Septuagenarian Sheila Dikshit was reluctantly pressed into service to be Congress's CM face in UP.
PK's "moves" of meeting Congress bête-noire Amar Singh to stitch up an alliance with the SP put the entire leadership back up. State chief Raj Babbar called him a "sound recordist" and was banished from UP for his transgressions.
But wait. In more examples of woolly-headed decision-making, Rahul has now given him another assignment - Uttarakhand.
Confused? Don't be. It's worse for Congress leaders bearing the brunt of the mystery process that is Rahul's decision-making. Says a very senior party leader: "Look at our General. He has left the battlefield weeks before we fight for our existence as a political party. We carried out a huge campaign against notebandi, yet by this vacation he's shot himself in the foot again. Rahul had appeared to be serious about this issue and we were all relieved. Now Modi is controlling the narrative and re-casting himself as Robin Hood."

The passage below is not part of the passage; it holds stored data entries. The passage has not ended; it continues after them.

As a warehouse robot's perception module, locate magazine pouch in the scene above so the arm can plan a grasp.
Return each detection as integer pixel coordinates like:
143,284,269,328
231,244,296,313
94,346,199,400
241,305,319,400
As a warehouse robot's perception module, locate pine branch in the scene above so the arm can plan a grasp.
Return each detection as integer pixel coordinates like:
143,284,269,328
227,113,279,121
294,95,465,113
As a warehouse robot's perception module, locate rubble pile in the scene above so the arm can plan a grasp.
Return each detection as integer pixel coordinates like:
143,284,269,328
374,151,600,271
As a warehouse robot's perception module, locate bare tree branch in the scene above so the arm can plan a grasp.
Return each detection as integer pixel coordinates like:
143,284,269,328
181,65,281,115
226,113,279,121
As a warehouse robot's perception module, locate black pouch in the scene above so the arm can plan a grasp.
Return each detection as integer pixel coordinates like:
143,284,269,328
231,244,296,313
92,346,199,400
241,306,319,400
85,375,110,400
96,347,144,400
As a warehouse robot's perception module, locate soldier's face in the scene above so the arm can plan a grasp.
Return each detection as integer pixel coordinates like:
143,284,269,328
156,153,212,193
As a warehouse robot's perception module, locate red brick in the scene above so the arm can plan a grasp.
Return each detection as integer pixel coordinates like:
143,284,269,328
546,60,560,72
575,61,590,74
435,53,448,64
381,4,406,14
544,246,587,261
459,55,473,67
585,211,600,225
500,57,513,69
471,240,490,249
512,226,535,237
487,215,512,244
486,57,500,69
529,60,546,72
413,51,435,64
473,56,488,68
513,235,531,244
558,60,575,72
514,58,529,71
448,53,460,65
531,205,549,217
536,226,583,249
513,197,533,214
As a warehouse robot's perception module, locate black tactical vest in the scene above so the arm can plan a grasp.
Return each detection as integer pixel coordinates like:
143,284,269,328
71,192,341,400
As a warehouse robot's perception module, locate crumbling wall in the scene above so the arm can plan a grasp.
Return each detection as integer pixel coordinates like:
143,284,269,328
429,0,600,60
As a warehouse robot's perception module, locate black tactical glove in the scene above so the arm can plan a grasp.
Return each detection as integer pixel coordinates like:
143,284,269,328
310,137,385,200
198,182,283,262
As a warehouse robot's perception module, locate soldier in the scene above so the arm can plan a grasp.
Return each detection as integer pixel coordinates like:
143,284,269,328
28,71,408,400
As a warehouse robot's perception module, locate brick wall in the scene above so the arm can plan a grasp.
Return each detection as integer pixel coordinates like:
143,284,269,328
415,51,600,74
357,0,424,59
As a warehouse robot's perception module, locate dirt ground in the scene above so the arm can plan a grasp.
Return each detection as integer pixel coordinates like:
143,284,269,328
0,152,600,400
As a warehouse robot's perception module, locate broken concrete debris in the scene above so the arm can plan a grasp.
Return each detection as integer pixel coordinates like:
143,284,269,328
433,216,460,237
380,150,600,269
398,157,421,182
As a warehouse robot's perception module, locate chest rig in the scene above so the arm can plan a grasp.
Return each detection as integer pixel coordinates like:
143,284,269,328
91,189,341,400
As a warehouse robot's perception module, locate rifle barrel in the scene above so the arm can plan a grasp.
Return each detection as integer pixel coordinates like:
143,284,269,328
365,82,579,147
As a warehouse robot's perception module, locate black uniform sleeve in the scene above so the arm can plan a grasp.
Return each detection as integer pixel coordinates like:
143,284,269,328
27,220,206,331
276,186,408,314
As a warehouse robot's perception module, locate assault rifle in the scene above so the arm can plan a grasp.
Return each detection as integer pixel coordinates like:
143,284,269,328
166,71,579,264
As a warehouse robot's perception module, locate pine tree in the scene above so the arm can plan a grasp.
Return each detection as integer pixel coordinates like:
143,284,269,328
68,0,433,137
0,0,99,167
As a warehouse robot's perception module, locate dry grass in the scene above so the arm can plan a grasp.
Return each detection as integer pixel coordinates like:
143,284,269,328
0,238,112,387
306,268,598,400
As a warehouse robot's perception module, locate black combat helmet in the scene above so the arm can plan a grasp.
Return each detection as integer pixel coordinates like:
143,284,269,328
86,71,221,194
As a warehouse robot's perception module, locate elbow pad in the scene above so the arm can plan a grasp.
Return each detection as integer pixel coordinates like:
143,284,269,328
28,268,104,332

The fact is that the Congress's campaign in UP is in utter shambles yet inexplicably, despite their mutual admiration society, Rahul is yet to sign on the dotted line for an alliance with Yadav junior.
As is Rahul's normal practice, the party is in the dark and clueless about what he wants.

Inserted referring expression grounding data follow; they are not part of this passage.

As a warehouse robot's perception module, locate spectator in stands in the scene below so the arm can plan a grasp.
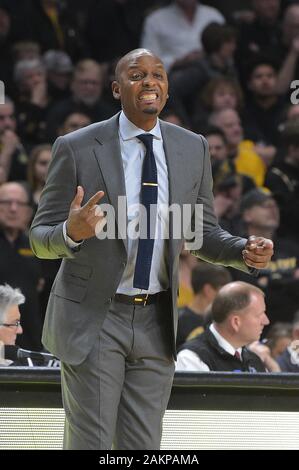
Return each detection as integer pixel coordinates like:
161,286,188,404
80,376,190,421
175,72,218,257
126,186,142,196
176,282,277,372
14,0,88,61
12,41,41,63
43,50,73,100
193,77,243,133
85,0,157,63
58,110,91,135
0,284,25,346
48,59,114,141
0,284,27,367
0,96,28,184
176,262,231,348
141,0,224,70
275,3,299,94
160,106,189,129
14,59,51,150
169,23,237,118
236,0,281,76
265,322,292,359
0,182,42,351
241,57,285,146
277,311,299,373
27,144,51,212
232,189,299,323
265,119,299,242
209,109,270,186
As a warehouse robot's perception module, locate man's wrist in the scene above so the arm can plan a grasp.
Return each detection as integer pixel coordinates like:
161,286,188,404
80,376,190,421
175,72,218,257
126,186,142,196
62,221,84,248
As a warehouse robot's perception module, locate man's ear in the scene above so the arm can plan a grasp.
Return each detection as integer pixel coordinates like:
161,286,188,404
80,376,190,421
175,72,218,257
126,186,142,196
112,81,120,100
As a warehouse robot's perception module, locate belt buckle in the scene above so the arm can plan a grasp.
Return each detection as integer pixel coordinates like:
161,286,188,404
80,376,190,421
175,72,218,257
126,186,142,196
134,294,149,307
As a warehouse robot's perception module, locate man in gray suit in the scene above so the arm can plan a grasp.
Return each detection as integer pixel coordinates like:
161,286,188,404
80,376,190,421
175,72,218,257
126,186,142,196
30,49,273,449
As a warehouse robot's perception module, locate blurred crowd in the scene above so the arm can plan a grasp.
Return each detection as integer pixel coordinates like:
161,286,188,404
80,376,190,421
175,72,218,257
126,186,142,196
0,0,299,370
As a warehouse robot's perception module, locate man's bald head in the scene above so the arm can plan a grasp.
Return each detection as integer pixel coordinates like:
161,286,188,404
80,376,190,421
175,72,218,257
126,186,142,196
212,281,264,323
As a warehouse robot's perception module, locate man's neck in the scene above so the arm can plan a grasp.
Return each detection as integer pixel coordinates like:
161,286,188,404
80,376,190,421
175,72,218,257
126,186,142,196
3,229,20,243
210,54,228,70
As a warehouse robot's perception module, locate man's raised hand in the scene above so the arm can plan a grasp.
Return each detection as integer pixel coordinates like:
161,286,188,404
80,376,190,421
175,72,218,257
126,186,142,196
66,186,105,242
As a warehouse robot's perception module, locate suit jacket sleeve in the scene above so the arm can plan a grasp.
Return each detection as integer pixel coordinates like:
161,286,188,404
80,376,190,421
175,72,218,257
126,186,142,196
29,137,77,259
190,138,257,274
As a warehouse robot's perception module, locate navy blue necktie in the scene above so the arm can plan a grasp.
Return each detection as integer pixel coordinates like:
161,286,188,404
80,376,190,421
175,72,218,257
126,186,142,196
133,134,158,290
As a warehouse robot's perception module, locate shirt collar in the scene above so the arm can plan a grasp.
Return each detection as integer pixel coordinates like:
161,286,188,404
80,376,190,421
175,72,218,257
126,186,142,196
119,111,162,140
210,323,242,357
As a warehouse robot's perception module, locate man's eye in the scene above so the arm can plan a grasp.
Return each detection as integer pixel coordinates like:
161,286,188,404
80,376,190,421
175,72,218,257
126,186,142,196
131,73,141,80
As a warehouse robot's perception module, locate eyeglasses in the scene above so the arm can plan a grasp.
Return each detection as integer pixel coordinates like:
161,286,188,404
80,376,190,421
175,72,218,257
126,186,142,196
0,199,29,207
0,320,21,328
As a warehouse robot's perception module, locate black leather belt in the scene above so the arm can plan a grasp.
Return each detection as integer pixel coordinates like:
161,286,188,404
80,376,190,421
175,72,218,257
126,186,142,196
114,292,162,307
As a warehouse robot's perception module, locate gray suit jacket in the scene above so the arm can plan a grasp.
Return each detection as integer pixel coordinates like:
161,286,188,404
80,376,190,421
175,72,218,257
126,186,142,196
30,115,249,364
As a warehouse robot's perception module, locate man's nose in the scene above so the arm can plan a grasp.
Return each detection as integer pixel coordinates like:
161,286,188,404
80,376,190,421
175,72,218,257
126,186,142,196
143,75,156,86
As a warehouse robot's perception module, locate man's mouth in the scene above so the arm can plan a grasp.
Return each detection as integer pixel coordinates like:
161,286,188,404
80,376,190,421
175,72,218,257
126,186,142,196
138,91,159,103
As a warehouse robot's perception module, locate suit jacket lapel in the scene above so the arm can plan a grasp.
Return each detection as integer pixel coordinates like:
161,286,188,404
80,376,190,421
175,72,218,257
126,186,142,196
95,114,128,251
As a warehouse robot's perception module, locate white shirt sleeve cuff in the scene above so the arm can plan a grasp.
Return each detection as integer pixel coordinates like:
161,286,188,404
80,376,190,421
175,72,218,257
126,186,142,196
175,349,210,372
62,221,83,248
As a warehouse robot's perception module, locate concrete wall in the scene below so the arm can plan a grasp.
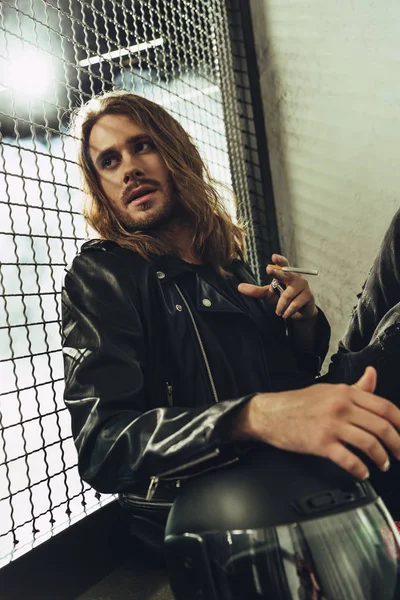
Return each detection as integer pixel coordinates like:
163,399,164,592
251,0,400,368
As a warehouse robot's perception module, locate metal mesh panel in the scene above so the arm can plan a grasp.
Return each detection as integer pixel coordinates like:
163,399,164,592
0,0,276,566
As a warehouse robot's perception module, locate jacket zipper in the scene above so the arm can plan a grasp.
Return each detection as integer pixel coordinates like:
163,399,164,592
146,448,227,502
174,283,219,402
146,283,231,502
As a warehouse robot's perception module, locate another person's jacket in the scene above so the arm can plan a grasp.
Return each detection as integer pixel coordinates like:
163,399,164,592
62,240,330,509
321,211,400,519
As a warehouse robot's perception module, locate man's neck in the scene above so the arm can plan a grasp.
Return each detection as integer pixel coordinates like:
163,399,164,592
163,220,203,265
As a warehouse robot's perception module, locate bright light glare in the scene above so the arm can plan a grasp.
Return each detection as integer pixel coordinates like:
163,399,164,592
0,47,54,100
79,38,164,67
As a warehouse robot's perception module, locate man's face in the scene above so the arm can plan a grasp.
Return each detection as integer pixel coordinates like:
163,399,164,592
89,115,176,231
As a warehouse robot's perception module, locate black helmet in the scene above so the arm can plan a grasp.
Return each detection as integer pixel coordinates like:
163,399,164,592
165,446,400,600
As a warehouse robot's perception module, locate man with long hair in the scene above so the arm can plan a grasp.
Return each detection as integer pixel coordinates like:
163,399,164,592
63,92,400,548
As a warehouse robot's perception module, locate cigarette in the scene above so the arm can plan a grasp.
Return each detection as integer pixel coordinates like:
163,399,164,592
268,265,319,275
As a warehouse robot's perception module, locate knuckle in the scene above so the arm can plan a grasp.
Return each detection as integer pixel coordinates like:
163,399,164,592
361,435,382,456
331,446,365,476
377,421,392,439
330,389,350,416
379,398,393,419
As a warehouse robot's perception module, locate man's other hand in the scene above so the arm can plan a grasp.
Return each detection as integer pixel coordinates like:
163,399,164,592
231,367,400,479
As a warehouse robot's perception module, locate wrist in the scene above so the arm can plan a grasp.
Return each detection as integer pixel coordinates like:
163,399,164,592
221,394,261,442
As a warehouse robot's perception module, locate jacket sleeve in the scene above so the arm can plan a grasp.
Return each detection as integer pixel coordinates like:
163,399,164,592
62,250,251,493
287,307,331,377
340,211,400,352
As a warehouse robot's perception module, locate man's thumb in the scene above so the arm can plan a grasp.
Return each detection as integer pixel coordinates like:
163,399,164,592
354,367,377,394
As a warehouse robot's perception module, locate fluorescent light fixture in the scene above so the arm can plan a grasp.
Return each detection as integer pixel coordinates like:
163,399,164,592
0,44,54,100
79,38,164,67
162,85,219,106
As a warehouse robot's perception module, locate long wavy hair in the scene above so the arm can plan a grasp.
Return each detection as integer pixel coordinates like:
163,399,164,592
70,91,245,275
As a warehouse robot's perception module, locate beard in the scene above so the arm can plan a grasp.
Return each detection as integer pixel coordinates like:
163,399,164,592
118,193,181,233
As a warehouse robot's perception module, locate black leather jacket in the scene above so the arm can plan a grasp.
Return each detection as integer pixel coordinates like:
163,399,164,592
62,240,329,509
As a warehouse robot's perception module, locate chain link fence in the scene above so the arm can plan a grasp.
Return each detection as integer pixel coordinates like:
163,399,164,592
0,0,276,566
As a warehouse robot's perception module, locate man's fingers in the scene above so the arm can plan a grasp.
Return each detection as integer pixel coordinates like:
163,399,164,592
277,290,311,319
326,442,369,479
271,254,289,267
354,367,377,394
238,283,278,305
339,417,390,471
350,386,400,436
238,283,266,298
350,406,400,468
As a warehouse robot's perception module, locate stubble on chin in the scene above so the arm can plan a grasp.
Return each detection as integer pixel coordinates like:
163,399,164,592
119,201,176,233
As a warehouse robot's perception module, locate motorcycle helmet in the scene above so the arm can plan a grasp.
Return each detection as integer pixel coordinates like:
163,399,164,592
165,446,400,600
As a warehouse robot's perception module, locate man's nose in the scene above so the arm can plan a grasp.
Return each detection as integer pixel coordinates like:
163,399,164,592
124,167,144,185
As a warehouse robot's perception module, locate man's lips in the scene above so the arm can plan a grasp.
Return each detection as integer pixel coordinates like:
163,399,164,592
127,185,157,204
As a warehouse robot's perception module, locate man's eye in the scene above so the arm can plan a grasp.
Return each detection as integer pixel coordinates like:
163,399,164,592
101,156,116,169
135,140,154,152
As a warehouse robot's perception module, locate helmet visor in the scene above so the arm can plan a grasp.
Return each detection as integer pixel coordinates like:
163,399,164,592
202,499,400,600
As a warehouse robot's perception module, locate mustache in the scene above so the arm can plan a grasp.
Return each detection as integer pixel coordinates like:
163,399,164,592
122,179,161,204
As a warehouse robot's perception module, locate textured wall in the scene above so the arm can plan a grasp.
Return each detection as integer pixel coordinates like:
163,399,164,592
251,0,400,368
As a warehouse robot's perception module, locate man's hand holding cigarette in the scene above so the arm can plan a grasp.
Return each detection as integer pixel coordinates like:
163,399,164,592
238,254,318,321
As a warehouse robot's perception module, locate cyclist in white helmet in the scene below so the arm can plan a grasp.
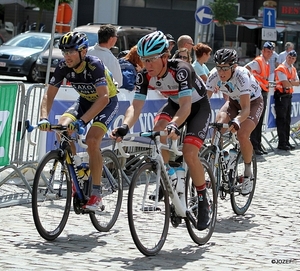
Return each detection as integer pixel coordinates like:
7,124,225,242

Even poor Dikshit has been reduced to saying that Akhilesh would be a better CM face than her. Rahul is elusive and inaccessible to all party leaders. This is unlike his mother Sonia Gandhi who knew exactly what was going on in the party but who, in the hope of convincing her reluctant heir, is taking the backseat.
Unfortunately, Congress leaders see it as leadership withering away and no one takes Rahul seriously as he jumps from cause to cause and then vanishes after a stray sound-bite.
Take the case of Punjab, which is the only state where the Congress has a real chance of winning. Amarinder Singh has not yet been declared the official CM face by Rahul who is not comfortable with him.
Singh is fretting while a gleeful Arvind Kejriwal mocks him, saying that Navjot Sidhu is the real CM face.
An elusive Sidhu is yet to make his intent known. Meanwhile, Singh released the Congress manifesto in Delhi and not Punjab, in the vain hope that Rahul would make an appearance and officially anoint him.
The Sidhu factor is bogging the Punjab campaign down as he keeps changing his mind and dates. Says a member of the Amarinder camp bitterly: "Sidhu is treating the Congress like his shoots for the laughter challenge."
So, as the once vibrant party resembles a zombie and fast becomes irrelevant, Rahul seems set to preside over the earthquake that will be unleashed when the results of the elections are declared. The chorus of dissatisfied voices is rising and will hit a crescendo. Rahul cannot duck responsibility this time as all decisions or the lack of them will be his responsibility.